Se viene escuchando algunas exhortaciones que a mi entender dejan mal parado a nuestro mismo Dios. “Hay que calmar la ira de Dios”, “hay que postrarnos y hacer muchos sacrificios para que Dios se apiade de nosotros”, etc. Obviamente, muchos de estos “líderes religiosos” (incluyendo algunos de los pastores de nuestra Iglesia) se apoyan en textos de la Escritura, especialmente del AT – aunque también encontramos pasajes en el NT – donde se perfila una de las tantas imágenes de Dios que a lo largo de la historia el ser humano fue proyectando.
A lo largo de la Escritura se presentan diversas formas de ver a Dios, y es lo más normal que ha podido pasar, porque el ser humano intentaba explicar aquello que lo sobrepasaba y no tenía otro referente más que la divinidad para poder sustentar tales hechos. Así, lo bueno y lo malo dependían directamente de Dios y todo debía pagarse en esta vida, no había creencia en la vida más allá de la muerte (Lam 3,38; Eclo 11,14). Pero poco a poco, surgen nuevas interpretaciones basadas en abiertas posturas que desafiaban esa antigua visión teológica. Así, Dios ahora es bueno con los buenos y malos con los malos, y eso se demostraba con el “final feliz” para aquellos que sufrían en vida (Job 1-2.42,10-17). Pero incluso esta sabia opinión se ve cuestionada cuando no llegaba ese “final feliz”, y entonces aparece la esperanza en una vida más allá de la muerte (Sab 4,7-17) y el misterio insondable del sufrimiento pasa a ser reflexionado intensamente (Job 3-42,9).

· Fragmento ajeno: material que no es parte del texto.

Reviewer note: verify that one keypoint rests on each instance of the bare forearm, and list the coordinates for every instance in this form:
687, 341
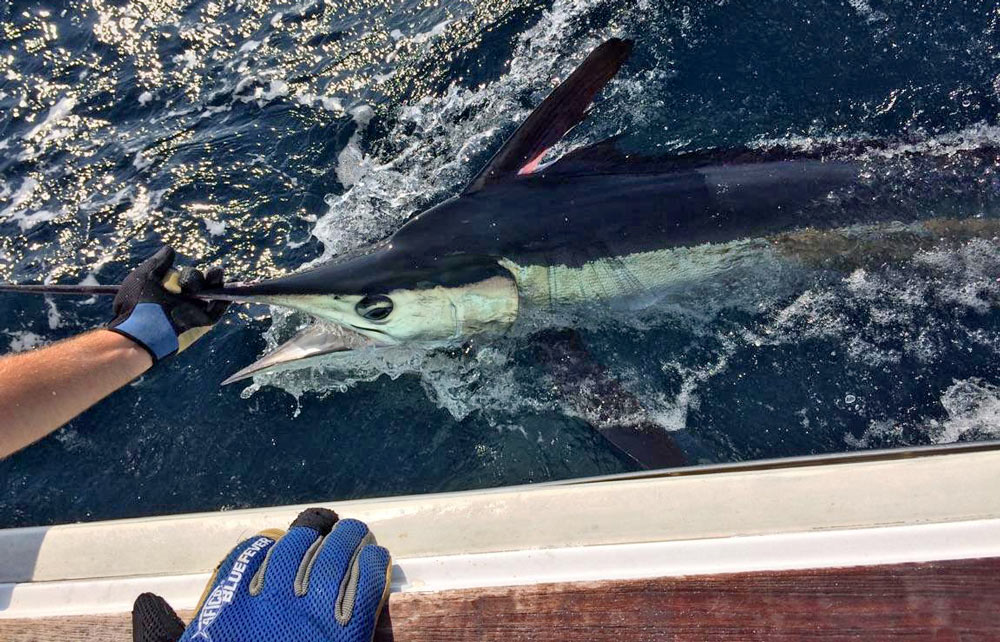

Ahora bien, hay un punto de quiebre en este proceso de creer en Dios y es Jesús de Nazaret. Él cambio la forma de ver a Dios, de un amo, señor, todopoderoso, soberano, a un Padre, misericordioso, bueno, compasivo, que perdona, que ofrece la vida eterna. La manera cómo enfoca la visión de Dios que tienen los hijos en la parábola del padre misericordioso es muy clara en este aspecto: el hijo menor quiere volver a la casa como un “servidor” de su padre (Lc 15,19.21) y el hijo mayor se presenta como el mejor “servidor” de su casa durante muchos años (Lc 15,19). Pero, aquel “Padre” quiere que los dos sean para él “hijos” y a su vez entre ellos, “hermanos”. Desde la fe en Jesús, el Hijo de Dios, la predicación de los cristianos se basó en el don de la gracia de Dios Padre que quiere la realización del hombre y su salvación, pero que respeta la libertad del mismo. Su infinita providencia no descansa hasta que el hombre acoja su designio y entienda que su proyecto no va en contra de su felicidad.
Si esto es así, no es cuestión de rogar a Dios motivados por temor, porque se ensañe con nosotros pues nos portamos mal, porque es su voluntad que pasemos todas las desgracias que vivimos. No. Si rogamos a Dios es porque creemos en su amor, creemos en su misericordia, creemos que nos puede ayudar a recapacitar cuánto de mal estamos haciendo para mejorar y cuánto de bien para perseverar en ello. La tradición joánica nos ha recordado que ante Dios no debe haber temor, el amor disipa el miedo (1Jn 4,18; Jn 16,33). No nos propongamos hacer cosas para calmar la ira de Dios, ni pensemos que debemos hacer cosas extraordinarias para que Dios cambie de parecer. Esto suena mucho a los dioses del Olimpo de la mitología griega, una visión muy distinta a la de la fe en el Dios de Jesucristo, pero que se confunde mucho. Oremos, roguemos, confiemos en Dios porque es nuestro Padre, porque queremos hacerle partícipe de nuestras alegrías y tristezas, y porque con su infinita gracia – guiada por su sabiduría inescrutable – nos conducirá al mejor discernimiento, si nos dejamos, para encaminar nuestro proyecto unido al proyecto que tiene Él para cada uno de nosotros.